In the 16 searing chapters of his Letter to the Romans, Paul gets to the heart of the Law and the Gospel—of how human beings can be saved through the death and resurrection of Jesus Christ and attain eternal life. In the process, he touches upon such perennially important topics as predestination, the role of the Jewish people in salvation history, and the responsibility of Christians to those in authority.
Not surprisingly, Romans has been used as cannon fodder in many of the theological disputes that have divided Christendom. Martin Luther, whose views lit the firestorm of the Reformation, claimed Romans had shown him that God declared sinners righteous and good works played no part in salvation. Thomas Aquinas and John Calvin both saw in Romans God’s predestination of the elect, although they differed over whether humans were given the freedom to reject the offer of salvation.
Reading Romans through the Centuries brings noted historians and theologians together to discuss how Luther, Aquinas, Calvin, and nine other leading lights of church history understood Romans. Many see Romans as the first truly theological work in the history of the church, and this book shows why it has had such a profound effect on the history of the church.
The Logos Bible Software edition of this volume is designed to encourage and stimulate your study and understanding of Scripture. Biblical passages link directly to your English translations and original-language texts, and important theological concepts link to dictionaries, encyclopedias, and a wealth of other resources in your digital library. In addition, you can perform powerful searches by topic and find what other authors, scholars, and theologians have to say about the Word of God.
This helpful book attempts to trace how Paul’s most famous writing has been understood by several of its more influential readers. . . . Each of the chapters provides well-written summaries of seminal issues, though the contributions vary significantly in style and specificity. . . . The obvious strength of such variety is that the contributors are free to discuss what they find to be the most salient issues at hand. . . . This volume will find appreciative readers from a variety of disciplines (e.g. biblical studies, history, theology) who seek to understand better the role Romans has played in shaping Christian thought.
—Reviews in Religion and Theology
This collection of essays makes a welcome contribution to the growing interest in the Bible’s history of interpretation. . . . This reviewer feels that study of the Bible’s history of interpretation needs to adopt a more synthetic perspective lest it become an exercise merely in collecting various curiosities of interpretation. This book provides the raw material for just such a discussion.
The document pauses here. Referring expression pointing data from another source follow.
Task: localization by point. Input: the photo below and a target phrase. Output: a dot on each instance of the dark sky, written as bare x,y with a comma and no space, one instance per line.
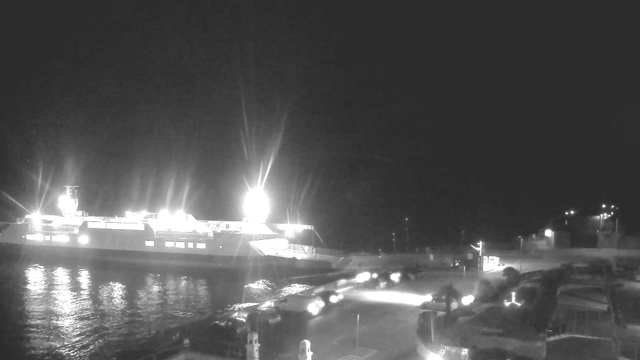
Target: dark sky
492,120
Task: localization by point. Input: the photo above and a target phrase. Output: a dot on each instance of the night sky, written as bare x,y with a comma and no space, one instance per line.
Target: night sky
489,119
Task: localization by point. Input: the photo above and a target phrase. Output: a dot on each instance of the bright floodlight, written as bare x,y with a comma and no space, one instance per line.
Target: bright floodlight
467,300
256,205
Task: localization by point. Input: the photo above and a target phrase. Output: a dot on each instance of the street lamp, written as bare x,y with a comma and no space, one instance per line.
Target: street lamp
394,241
568,214
480,260
406,229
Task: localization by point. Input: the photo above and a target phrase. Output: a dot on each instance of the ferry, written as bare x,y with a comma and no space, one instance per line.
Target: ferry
163,237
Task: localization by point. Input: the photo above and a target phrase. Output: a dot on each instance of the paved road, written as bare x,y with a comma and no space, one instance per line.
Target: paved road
387,320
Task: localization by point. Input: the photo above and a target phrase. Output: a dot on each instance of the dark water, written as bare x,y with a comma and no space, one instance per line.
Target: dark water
73,309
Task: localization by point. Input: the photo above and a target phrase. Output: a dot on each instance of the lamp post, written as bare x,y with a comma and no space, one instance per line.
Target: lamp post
521,243
480,260
568,214
406,229
394,241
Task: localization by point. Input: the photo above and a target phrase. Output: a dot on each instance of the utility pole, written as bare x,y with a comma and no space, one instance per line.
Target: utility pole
480,260
406,229
394,241
521,241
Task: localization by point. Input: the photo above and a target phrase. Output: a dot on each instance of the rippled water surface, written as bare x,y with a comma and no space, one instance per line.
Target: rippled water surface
64,309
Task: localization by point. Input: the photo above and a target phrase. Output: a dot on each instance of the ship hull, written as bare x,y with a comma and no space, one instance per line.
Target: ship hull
139,246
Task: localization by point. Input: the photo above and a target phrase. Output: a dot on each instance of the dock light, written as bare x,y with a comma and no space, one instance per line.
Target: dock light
467,300
256,205
83,239
395,277
363,277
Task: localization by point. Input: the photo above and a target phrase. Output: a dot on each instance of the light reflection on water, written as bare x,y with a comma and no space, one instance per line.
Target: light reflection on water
74,311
—Journal for the Study of the New Testament
The history of biblical interpretation has become a strong focus of scholarship today, and this lucid volume makes a fine contribution to this body of writings.
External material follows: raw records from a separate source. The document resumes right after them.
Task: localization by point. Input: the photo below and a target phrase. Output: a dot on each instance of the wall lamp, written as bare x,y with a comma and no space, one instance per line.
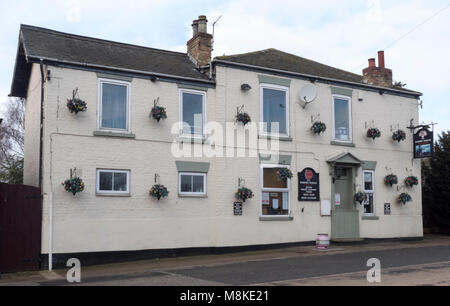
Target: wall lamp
245,87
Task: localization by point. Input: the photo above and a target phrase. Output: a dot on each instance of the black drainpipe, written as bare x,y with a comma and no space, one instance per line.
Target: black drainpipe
42,124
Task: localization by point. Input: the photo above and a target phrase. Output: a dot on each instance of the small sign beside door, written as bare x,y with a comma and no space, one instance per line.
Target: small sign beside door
337,199
387,208
308,186
237,208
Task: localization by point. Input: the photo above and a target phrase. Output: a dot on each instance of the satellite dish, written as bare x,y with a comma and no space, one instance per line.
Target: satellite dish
308,94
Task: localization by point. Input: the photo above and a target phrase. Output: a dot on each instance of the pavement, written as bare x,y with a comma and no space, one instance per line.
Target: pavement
415,263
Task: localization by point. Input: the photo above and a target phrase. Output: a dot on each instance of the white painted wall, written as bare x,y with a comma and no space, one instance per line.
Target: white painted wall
88,223
32,128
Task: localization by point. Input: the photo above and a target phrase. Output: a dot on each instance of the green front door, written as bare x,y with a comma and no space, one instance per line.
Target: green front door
344,216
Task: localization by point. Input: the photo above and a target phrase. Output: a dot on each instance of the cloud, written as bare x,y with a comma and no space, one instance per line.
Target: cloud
343,34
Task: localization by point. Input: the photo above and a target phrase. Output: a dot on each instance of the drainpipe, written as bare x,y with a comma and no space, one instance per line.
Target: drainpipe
41,63
41,159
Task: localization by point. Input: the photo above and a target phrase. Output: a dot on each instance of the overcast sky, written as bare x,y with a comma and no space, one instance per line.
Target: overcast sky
342,34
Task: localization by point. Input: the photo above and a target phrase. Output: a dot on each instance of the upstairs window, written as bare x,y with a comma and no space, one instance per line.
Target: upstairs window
192,113
114,105
274,110
342,119
113,182
192,184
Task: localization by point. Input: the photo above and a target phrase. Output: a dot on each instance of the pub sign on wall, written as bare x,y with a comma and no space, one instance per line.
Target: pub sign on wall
308,186
423,143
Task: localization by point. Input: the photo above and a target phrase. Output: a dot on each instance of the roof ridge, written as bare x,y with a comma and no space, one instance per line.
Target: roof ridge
316,62
247,53
290,54
98,40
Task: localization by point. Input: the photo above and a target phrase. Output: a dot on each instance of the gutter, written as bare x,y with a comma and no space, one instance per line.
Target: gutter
309,76
32,58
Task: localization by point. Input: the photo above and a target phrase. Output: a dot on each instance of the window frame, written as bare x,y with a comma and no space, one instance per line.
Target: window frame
112,192
369,192
283,190
261,109
350,129
192,194
102,81
181,91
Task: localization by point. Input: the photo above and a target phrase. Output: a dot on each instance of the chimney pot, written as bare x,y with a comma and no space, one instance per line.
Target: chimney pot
194,27
378,76
381,59
202,24
199,47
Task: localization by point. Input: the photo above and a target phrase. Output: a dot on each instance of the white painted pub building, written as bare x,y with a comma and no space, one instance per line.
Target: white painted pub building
202,155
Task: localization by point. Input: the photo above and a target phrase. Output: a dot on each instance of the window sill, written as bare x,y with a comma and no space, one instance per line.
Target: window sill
187,139
284,218
373,218
115,195
280,138
192,196
114,134
344,144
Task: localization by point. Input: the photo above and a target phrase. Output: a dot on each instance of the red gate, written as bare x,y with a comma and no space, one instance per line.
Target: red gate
20,228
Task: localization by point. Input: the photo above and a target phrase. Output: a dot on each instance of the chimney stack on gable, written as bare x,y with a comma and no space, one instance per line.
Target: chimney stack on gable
378,76
199,46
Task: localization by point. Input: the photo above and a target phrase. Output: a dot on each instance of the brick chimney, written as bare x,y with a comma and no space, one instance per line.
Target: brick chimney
378,76
199,46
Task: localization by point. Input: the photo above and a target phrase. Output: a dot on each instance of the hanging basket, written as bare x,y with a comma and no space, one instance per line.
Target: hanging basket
373,133
158,113
159,191
360,197
411,181
74,185
399,136
404,198
391,179
284,174
244,194
243,118
318,127
76,105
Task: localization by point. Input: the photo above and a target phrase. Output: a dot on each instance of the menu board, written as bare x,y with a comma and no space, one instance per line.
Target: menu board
308,186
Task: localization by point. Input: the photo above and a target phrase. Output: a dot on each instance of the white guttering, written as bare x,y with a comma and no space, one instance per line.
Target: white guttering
409,93
120,69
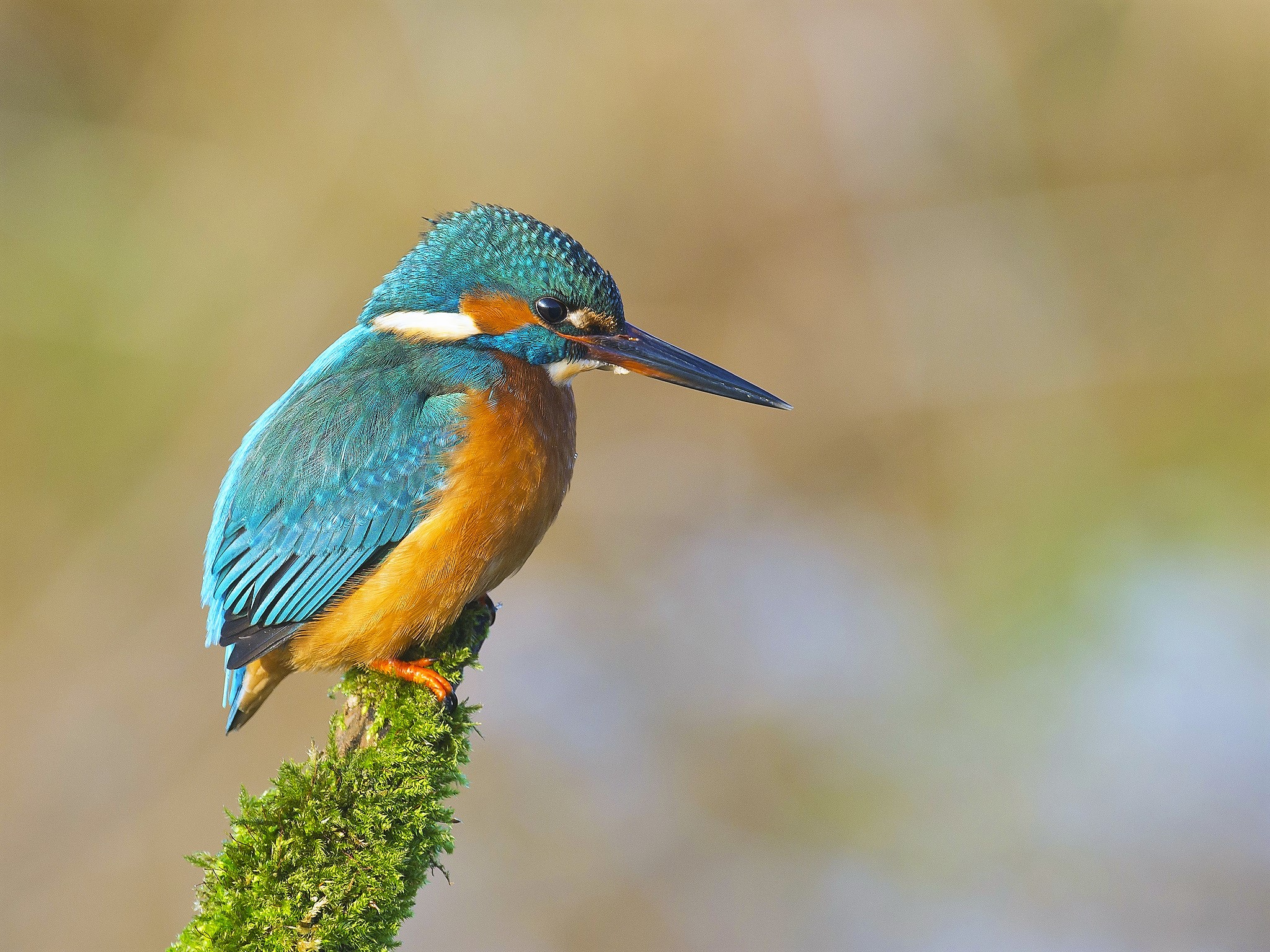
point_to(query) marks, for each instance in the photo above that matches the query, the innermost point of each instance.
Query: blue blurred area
(969, 651)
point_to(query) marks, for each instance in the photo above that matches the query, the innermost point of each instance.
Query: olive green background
(969, 651)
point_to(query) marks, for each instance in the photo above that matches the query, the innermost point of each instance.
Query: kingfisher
(422, 457)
One of the more valuable features of this collection is that nearly half of the authors had to go hunting beyond commentaries and into sermons, devotional literature, theological treatises, and essays in order to discuss the views of the theologians presented. . . . If the question is raised about impact on the whole theological enterprise, most of the interpreters chosen for discussion in this volume have been at the forefront.
The volume successfully lays out how Romans has been read through the centuries and urges contemporary readers of Paul’s letter to consider past attempts to understand Romans instead of simply assuming that recent commentators have a monopoly on exegetical truth.
The volume is rich and substantial. . . . One is left sated by this volume’s weight of content.
—Review of Biblical Literature
These studies introduce fresh insights into the central place of Romans in Christian thought through the centuries. They reveal key issues in theology, soteriology, and Christology with which scholars have wrestled for the past two thousand years. Consequently, they provide tools for evaluating both the utility and limitations of present critical methods.
—Toronto Journal of Theology
Jeffrey P. Greenman is a professor of Christian ethics and the associate dean of biblical and theological studies at Wheaton College. He is the author of Ancient Faith for the Church’s Future.
Timothy Larsen is the Carolyn and Fred McManis Professor of Christian Thought at Wheaton College in Wheaton, Illinois. He is the editor of Biographical Dictionary of Evangelicals and a coeditor of Women, Ministry, and the Gospel.